EN FASE REM
Terminé de pasar las tablas que, como si fueran un estrecho andamio, se hallaban colocadas a lo largo de la pasarela que cruzaba la autovía. La alambrada que separaba este extraño camino del resto de la calzada, estaba protegida por mantas colgadas con pinzas que cualquiera podría retirar; sin embargo, cosa curiosa, no faltaba ni una.
Seguí andando e intentando recordar dónde había dejado mi espartano coche de segunda mano. No sé qué me producía más rabia; si no encontrarlo o comprender que la memoria me fallaba a mis escasos 22 años. En ese momento, un señor que caminaba delante de mí, cayó de repente al suelo. Pensé que sería un infarto. Sin más dilaciones decidí llamar a emergencias. Marqué el 123 y salió la voz impersonal de mi compañía de telefonía. “Esto va de mal en peor”, dije recriminando una vez más a mi Memoria.
El buen hombre se levantó como si nada, y después de dar las gracias, me susurró al oído que el coche lo tenía guardado por almacenamiento en la calle X. No presté atención al nombre de la vía –o sí, y lo olvidé al instante–, porque la palabra utilizada me dejó descolocado. ¿Almacenamiento? ¿Acaso lo dejé en un parking de aparcamiento vertical, o tan despistado estoy que lo estacioné en un guardamuebles?
En estas lucubraciones andaba, cuando vi pasar un carruaje con dos hermosos caballos pintos. Subí a él y me acomodé entre mullidos cojines de terciopelo. El cochero, sin dirigirme la palabra, enfiló raudo hacia el Paseo del Prado. ¿Sería allí la cita? Es que de repente recordé que había salido a comer con mi familia y con un par de vecinos que siempre andaban rondando por casa.

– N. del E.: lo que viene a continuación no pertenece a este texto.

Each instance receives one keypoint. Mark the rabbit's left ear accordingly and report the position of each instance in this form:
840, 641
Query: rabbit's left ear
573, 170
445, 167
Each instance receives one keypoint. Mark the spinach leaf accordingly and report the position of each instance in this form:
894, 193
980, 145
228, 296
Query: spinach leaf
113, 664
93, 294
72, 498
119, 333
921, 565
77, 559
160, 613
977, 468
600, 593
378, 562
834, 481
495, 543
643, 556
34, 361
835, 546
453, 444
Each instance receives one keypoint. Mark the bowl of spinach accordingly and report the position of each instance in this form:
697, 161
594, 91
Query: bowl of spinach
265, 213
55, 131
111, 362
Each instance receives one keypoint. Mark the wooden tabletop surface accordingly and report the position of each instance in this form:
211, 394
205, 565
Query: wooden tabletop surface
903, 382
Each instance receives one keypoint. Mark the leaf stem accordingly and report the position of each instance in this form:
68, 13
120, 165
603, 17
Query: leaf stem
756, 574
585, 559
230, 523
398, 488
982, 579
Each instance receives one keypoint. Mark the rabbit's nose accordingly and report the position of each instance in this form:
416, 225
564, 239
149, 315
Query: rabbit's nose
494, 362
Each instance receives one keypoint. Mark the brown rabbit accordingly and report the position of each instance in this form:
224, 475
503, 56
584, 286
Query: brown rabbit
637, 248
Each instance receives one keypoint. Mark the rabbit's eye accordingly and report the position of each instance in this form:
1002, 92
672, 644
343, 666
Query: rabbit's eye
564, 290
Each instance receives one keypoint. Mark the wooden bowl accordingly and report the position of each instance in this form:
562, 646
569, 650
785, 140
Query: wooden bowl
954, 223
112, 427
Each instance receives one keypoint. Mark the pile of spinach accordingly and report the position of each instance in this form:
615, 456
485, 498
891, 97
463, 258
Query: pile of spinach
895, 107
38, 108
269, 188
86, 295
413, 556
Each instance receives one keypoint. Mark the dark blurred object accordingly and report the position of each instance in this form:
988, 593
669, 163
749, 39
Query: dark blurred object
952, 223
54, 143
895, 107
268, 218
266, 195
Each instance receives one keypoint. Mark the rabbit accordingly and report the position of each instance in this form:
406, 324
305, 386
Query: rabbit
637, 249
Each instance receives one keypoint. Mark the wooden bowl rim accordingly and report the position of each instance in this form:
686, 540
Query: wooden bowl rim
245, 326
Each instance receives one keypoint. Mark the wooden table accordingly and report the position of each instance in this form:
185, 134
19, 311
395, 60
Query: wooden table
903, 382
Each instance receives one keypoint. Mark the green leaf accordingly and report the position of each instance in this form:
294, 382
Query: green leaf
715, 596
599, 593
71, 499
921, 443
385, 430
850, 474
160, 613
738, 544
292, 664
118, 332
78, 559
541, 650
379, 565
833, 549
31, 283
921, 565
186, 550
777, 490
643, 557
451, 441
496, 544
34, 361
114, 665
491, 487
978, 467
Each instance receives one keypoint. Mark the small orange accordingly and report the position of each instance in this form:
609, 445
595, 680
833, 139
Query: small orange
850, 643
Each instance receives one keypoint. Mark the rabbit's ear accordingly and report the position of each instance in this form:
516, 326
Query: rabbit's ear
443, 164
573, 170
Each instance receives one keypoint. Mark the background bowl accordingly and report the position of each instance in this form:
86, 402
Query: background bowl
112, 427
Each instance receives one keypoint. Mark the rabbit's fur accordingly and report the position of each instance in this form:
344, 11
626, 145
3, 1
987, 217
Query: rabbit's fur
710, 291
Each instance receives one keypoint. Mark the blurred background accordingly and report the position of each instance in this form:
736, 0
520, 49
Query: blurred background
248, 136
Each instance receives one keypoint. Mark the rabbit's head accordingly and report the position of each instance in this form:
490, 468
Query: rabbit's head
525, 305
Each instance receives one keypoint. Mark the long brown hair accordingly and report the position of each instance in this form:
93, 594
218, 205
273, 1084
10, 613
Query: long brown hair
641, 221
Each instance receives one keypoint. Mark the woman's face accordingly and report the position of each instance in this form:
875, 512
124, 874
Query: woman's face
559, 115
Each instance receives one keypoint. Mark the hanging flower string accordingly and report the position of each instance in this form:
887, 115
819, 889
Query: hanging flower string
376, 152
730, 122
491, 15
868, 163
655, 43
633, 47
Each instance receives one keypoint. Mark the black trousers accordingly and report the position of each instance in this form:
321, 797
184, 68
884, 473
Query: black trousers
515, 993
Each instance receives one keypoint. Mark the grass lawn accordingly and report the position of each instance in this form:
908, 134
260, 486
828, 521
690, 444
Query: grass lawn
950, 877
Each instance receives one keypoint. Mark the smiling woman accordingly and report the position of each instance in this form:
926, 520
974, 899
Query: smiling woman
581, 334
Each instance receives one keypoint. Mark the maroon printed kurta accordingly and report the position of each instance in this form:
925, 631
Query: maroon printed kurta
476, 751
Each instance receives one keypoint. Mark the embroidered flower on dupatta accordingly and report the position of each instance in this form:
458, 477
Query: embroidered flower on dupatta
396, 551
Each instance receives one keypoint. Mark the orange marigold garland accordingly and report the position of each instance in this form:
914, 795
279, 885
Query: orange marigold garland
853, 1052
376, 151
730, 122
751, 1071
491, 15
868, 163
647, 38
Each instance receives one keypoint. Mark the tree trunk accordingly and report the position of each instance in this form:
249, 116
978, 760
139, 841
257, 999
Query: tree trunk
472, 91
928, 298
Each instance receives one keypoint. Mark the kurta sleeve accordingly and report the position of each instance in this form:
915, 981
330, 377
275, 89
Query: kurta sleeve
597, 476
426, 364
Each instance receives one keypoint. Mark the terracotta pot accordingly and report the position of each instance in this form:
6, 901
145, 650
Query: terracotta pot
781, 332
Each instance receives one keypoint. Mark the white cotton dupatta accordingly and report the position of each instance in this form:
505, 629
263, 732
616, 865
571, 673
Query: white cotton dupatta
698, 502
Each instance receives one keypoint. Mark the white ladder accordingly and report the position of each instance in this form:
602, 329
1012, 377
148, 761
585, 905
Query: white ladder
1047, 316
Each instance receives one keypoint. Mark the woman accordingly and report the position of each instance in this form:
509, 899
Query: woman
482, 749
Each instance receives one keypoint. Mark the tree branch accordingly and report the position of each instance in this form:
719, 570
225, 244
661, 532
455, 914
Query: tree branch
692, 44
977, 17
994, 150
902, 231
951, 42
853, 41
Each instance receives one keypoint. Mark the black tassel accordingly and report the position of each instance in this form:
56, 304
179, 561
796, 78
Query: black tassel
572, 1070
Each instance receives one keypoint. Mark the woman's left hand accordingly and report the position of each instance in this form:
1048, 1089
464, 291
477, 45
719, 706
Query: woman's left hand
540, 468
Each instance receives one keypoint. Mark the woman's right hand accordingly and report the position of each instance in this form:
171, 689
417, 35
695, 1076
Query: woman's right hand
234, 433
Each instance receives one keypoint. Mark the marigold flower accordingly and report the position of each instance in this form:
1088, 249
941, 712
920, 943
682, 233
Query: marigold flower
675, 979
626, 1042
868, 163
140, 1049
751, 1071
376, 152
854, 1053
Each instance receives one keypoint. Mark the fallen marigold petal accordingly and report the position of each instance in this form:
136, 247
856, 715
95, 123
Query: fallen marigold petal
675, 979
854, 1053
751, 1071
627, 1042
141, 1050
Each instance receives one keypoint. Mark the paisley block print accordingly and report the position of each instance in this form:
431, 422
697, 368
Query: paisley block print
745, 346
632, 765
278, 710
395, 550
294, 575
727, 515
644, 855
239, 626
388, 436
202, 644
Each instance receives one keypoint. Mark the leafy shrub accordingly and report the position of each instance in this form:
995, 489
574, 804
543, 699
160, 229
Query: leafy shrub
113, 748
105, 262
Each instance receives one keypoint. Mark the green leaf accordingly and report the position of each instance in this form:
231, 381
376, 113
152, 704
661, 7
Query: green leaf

Eran ya las cinco, cuando me adentré en una antigua taberna que llamó mi atención por tener toda la fachada cubierta de zapatillas. Quizá el anciano camarero los haya visto, pensé sin asombrarme de que a su edad aún estuviese trabajando. Fue una mujer de pelo canoso que se hallaba con su mascota junto a la barra –un pequeño toro de color encarnado–, quien me aseguró que habían entrado en los baños turcos de enfrente. Eso sí que me sorprendió; pero no puse ninguna objeción a tan espontánea amabilidad.
Se trataba de un ostentoso edificio con un ornamentado pórtico de azulejos. Un chino, de dimensiones tan enormes como la puerta, me prohibió el paso. Quedé un poco decepcionado y sin saber qué hacer –porque en los sueños no es uno mismo quien improvisa, sino que son los acontecimientos los que manejan la situación–. Ocurrió inmediatamente. Apareció detrás de mí un curtido hombre con un resplandeciente albornoz blanco. Sus
intenciones eran las mismas que las mías; pero él debía de tener algún tipo de influencia sobre el oriental, porque cuchichearon durante unos segundos e inmediatamente el otro se apartó. Quizá susurró aquello de “Ábrete sésamo”. ¡Quién sabe! La cuestión es que aprovechando la ocasión, me oculté tras su níveo batín.
Una vez dentro, vi que aquel recinto, de “hammam” no tenía nada. Eran tiendas de lujo. Vacías, es verdad, pero de mucho lujo. Di una vuelta para curiosear un poco. Aburrido y también desesperado, decidí llamar a casa. Resulta que estaban terminando de cenar y a punto de salir para el concierto. Y yo, allí, quieto y pasmado, esperando que acaeciera el modo de abandonar tanto lujo inalcanzable y tanta soledad retenida.
Y una vez más acaeció el milagro onírico. El enorme portero asiático apareció con mi deslucido auto y lo aparcó frente a mí. Vi que estaba completamente desnudo. Este hecho me preocupó ligeramente; porque o bien estábamos realmente en unos baños turcos encubiertos o por el contrario quería venir con nosotros al concierto. Ni quise pensar más, ni me dio tiempo a conocer el desenlace del sueño, ya que el bibliotecario –un
raquítico chino– me despertó con cara de pocos amigos al tiempo que me indicaba la hora en su flamante reloj de pulsera.
Eran ya las 23,50 h. Aún soñoliento, recogí mis libros de filosofía oriental, y me fui a la busca y captura de mi coche.